Personne ne peut aller vers le Père sinon par moi » (Jn 14, 6). « Personne ne peut dire “Jésus est Seigneur” sinon sous l’action de l’Esprit Saint » (1 Co 12, 3).
La prière n’est pas une fuite égoïste du monde, elle donne toujours des fruits d’amour envers le prochain, produit le pardon et rend plus fort pour affronter le combat de la vie (cf. Benoit XVI, Spe Salvi, n° 33). Elle n’est donc pas échappatoire, mais nous immerge dans le réel, la réalité de notre vie, pour notre plus grand bien !
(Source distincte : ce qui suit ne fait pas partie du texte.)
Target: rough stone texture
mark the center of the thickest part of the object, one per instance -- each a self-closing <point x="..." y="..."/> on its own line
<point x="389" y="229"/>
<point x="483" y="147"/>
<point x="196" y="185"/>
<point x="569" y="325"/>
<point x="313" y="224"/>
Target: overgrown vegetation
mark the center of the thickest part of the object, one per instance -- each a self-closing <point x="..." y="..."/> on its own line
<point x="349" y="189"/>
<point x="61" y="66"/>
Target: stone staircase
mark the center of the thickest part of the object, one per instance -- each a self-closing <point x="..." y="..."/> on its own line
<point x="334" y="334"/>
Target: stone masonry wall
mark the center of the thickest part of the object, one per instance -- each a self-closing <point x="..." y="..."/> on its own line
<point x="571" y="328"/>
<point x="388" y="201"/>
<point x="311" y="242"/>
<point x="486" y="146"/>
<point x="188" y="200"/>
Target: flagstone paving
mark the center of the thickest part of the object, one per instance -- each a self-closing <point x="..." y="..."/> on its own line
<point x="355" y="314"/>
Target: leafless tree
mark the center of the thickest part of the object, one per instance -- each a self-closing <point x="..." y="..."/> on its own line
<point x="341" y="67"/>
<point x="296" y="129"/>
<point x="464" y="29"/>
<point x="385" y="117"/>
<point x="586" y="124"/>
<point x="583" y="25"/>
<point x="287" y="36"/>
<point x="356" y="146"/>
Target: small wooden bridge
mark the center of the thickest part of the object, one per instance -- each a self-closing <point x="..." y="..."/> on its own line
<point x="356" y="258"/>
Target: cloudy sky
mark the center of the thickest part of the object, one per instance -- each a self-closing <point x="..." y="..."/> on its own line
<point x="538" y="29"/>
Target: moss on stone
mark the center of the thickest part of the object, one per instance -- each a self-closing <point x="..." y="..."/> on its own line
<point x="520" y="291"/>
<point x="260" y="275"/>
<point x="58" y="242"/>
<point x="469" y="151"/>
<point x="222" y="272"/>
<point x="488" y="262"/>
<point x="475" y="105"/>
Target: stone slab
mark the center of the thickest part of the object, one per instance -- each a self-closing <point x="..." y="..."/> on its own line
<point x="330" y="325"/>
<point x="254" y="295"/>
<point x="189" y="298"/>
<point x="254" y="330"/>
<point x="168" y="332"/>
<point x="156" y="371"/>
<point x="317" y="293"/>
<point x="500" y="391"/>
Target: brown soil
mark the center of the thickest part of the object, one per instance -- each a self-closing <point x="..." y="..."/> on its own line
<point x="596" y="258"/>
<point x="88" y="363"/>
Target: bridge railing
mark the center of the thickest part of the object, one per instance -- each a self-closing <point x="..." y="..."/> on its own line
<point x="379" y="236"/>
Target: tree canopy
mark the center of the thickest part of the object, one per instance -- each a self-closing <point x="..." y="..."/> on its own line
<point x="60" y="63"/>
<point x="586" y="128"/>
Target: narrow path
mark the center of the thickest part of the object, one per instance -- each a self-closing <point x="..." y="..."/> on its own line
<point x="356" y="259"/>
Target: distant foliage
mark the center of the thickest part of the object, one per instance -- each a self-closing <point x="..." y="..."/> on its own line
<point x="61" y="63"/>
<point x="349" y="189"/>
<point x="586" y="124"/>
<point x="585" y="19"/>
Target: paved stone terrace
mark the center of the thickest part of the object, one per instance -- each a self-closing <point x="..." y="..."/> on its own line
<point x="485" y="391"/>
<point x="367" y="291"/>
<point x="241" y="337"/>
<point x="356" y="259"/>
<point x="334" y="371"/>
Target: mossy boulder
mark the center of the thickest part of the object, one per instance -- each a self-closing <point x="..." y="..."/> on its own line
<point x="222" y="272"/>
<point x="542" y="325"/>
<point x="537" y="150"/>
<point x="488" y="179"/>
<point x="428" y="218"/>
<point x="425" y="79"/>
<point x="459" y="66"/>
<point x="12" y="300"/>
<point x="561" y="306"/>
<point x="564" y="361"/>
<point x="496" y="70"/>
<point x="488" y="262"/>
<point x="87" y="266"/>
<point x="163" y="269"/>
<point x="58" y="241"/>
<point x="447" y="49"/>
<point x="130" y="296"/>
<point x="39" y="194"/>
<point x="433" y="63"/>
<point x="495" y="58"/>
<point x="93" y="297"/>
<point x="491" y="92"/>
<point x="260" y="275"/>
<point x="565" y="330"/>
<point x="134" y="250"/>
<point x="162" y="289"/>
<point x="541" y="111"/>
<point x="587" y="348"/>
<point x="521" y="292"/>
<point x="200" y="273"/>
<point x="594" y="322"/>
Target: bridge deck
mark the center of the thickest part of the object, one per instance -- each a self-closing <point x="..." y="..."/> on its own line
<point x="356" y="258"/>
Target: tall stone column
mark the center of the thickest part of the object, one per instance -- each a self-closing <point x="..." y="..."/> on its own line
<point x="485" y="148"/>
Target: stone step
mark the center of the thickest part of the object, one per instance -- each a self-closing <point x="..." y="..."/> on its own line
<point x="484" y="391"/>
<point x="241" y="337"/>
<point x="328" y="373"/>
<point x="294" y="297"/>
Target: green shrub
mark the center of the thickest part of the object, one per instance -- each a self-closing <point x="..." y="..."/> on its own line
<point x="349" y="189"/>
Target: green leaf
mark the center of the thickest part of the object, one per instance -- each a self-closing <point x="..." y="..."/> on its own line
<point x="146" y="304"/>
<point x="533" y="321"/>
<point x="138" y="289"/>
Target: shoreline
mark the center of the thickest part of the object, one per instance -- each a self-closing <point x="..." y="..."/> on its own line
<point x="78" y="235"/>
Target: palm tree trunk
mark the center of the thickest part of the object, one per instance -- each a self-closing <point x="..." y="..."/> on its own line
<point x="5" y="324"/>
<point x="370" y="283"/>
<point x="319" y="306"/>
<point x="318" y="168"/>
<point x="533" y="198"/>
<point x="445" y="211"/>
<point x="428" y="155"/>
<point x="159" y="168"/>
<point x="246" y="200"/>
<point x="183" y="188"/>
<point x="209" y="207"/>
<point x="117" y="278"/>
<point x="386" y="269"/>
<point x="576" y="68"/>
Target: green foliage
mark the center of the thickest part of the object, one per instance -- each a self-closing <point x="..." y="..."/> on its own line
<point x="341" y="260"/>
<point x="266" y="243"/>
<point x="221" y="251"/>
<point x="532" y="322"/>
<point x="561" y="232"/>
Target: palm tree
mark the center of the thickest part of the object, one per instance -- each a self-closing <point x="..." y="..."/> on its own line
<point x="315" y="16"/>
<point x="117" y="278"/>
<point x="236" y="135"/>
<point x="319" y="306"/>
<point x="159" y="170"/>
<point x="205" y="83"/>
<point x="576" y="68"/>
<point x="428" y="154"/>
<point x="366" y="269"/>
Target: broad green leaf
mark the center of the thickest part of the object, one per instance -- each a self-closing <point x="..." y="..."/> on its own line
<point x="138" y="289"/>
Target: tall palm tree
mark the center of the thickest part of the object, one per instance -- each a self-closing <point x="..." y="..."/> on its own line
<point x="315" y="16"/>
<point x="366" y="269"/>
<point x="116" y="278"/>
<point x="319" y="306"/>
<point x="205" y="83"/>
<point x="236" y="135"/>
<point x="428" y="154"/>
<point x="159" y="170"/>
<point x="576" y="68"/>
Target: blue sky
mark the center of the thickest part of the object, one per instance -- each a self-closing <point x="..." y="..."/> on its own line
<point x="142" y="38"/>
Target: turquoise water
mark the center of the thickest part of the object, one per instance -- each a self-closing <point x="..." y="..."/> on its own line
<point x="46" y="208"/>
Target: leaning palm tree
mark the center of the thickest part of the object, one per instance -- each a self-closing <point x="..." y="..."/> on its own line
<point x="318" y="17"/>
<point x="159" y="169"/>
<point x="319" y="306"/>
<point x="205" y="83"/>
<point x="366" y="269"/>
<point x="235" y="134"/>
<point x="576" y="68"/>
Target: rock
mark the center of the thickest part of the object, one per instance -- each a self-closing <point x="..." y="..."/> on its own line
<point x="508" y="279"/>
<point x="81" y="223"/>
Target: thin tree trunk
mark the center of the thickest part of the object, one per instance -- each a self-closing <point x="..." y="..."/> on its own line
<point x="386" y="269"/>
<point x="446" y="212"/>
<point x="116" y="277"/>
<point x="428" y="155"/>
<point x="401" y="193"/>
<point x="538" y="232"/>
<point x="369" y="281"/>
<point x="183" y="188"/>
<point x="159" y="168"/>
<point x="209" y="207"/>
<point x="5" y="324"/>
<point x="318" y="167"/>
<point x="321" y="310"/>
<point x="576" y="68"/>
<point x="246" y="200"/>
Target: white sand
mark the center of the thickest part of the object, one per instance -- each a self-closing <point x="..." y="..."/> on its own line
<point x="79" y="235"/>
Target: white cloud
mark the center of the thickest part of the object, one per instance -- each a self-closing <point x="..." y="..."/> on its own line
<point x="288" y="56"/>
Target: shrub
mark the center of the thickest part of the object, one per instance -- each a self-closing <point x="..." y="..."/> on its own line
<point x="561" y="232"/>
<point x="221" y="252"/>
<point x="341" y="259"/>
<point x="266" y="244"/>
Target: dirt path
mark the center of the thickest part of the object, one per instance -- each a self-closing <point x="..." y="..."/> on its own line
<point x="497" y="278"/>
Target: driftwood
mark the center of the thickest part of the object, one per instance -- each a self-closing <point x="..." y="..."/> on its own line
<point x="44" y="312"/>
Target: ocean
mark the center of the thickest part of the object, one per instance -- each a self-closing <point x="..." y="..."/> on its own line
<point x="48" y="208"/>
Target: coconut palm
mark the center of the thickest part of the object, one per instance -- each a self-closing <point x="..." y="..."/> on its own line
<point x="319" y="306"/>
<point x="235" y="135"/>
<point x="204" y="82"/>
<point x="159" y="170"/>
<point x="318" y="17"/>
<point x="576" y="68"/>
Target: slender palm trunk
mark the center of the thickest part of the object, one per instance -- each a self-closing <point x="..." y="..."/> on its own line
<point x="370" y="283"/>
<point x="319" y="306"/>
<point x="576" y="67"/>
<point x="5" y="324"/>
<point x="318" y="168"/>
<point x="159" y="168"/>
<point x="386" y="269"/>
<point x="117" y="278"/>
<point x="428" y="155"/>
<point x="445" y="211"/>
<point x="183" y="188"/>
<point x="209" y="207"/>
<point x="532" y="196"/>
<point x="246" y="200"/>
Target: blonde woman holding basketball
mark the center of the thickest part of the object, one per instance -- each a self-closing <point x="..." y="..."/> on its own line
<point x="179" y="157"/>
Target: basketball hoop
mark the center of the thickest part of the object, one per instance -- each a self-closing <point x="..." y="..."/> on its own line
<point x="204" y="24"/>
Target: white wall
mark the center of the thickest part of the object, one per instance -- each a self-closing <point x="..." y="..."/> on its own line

Les médiations et thérapies New Age promettent l’harmonie intérieure, le plaisir de la vie et le bien-être du corps. Trois aspects en effet : la liberté du stress (harmonie intérieure), la liberté de la pauvreté et du besoin (goûter la vie dans tous ses aspects) et la liberté de la maladie (refus radical de la souffrance). Où l’on retrouve également les trois souhaits de l’homme contemporain indiqués dans le sondage du journal Le Parisien (24/11/08) : de l’argent, la santé et du temps « pour soi ». Qui, de fait, ne souhaite vivre en plénitude, trouver la paix intérieure et être sain de corps et d’esprit ? Or, ce sont autant de promesses mensongères : dans ce monde, la fatigue, le besoin et la maladie seront toujours présents. Le New Age est d’autant plus fallacieux qu’il propose tout cela sans Jésus Christ. Or, Lui seul possède la clef du bonheur et de la vraie liberté. Il est le Bon Pasteur, Lui qui a ouvert une « ère nouvelle » avec son Église, Il nous révèle le Père et nous y conduit (cf. Jn 1, 18).